E se aparecesse um anjo...

José Maria C.S. André    26.02.17
Correio dos Açores,  Verdadeiro Olhar,  ABC Portuguese Canadian Newspaper,  Spe Deus, Clarim, O Alcoa, 26-II-2017

O último número da «Civiltà Cattolica» (uma revista editada pelos jesuítas, que funciona há quase 200 anos como órgão oficioso da Santa Sé) transcreve o diálogo do Papa Francisco com os Superiores Gerais das ordens religiosas, em 25 de Novembro passado. A conversa aborda muitos temas e as respostas são densas e interessantes. Também falaram do sacrifício e o Papa referiu-se concretamente ao cilício. Contou que lho apresentaram logo que entrou nos Jesuítas e afirmou que era útil: «mas atenção: não é para eu mostrar como sou bom e forte. A verdadeira ascese deve fazer-me mais livre.
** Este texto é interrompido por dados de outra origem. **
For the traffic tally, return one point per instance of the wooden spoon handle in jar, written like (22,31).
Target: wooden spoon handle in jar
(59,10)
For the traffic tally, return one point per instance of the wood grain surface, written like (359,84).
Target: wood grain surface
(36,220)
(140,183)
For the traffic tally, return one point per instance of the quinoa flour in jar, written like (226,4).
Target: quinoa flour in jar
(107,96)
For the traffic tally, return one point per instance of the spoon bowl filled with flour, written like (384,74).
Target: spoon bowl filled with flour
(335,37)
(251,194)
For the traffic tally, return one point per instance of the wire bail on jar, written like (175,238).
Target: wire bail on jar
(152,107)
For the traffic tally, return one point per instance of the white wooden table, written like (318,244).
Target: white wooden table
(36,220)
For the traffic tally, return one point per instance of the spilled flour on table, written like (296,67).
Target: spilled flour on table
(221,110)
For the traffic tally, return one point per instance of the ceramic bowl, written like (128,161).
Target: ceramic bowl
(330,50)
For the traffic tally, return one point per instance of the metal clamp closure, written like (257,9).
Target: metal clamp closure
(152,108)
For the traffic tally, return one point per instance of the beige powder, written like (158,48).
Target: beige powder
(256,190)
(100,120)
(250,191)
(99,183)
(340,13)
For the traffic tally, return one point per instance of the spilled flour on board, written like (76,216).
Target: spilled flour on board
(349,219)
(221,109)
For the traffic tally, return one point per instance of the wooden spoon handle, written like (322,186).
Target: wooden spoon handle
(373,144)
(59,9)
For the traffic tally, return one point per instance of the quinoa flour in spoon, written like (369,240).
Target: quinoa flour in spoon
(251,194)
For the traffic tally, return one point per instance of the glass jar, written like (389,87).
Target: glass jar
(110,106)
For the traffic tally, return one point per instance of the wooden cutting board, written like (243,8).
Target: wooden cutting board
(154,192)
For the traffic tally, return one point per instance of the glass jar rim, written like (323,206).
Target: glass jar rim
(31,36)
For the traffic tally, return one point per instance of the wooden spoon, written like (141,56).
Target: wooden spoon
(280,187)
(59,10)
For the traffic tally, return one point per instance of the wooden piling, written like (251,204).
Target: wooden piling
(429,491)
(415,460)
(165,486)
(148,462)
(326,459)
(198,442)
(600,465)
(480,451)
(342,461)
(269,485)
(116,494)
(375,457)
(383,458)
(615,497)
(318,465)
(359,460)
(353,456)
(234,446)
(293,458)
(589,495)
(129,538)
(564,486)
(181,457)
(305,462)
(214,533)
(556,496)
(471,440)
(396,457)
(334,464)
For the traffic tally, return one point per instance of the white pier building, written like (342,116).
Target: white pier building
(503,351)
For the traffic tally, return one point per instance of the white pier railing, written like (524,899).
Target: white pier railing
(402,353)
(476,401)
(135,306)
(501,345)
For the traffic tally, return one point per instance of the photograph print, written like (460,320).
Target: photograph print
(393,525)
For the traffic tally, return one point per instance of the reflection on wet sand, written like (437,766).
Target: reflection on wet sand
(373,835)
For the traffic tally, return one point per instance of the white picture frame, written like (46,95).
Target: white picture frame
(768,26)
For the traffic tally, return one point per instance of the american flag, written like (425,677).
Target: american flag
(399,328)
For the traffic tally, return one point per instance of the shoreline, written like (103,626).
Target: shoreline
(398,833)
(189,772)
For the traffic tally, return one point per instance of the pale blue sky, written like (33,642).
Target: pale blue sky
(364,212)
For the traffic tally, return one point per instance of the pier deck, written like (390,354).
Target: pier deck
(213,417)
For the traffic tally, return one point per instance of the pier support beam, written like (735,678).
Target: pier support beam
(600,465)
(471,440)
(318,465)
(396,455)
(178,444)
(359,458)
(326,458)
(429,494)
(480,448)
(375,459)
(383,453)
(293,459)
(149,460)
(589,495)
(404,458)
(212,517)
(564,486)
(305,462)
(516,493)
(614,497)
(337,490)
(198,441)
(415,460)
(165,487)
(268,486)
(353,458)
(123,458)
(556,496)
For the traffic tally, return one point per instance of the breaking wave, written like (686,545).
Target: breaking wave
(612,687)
Considero que o jejum continua actual: mas como é que eu jejuo? Simplesmente deixando de comer? (...) Há uma ascese diária, pequena, que é uma mortificação constante».

Não sei justificar o efeito do sacrifício. Acredito no valor do sacrifício exactamente como na presença de Jesus na Eucaristia, porque Ele o disse. Em diversas circunstâncias, Jesus colocou os seus discípulos entre a espada e a parede, com perguntas do género: «também quereis ir embora?». Passados tantos séculos, ainda não se arranjou resposta melhor que a de Pedro. Em suma: não percebo, mas se és Tu quem o diz... Pedro é a sensatez em pessoa, porque Deus não Se engana nem nos pode enganar, mas a incompreensão permanece, independentemente de se acreditar em Deus e na Igreja. Porque é que o sacrifício é útil? Mistério!

Há casos simples. O sacrifício de um tratamento médico compreende-se. O sacrifício de acompanhar alguém que precisa de ajuda também. Até se compreende o treino desportivo, ou o esforço para ganhar uma competição. O difícil é compreender o sacrifício de Jesus, jejuando 40 dias e 40 noites; ou o sacrifício que a Igreja nos pede de jejuar certos dias da Quaresma: para quê?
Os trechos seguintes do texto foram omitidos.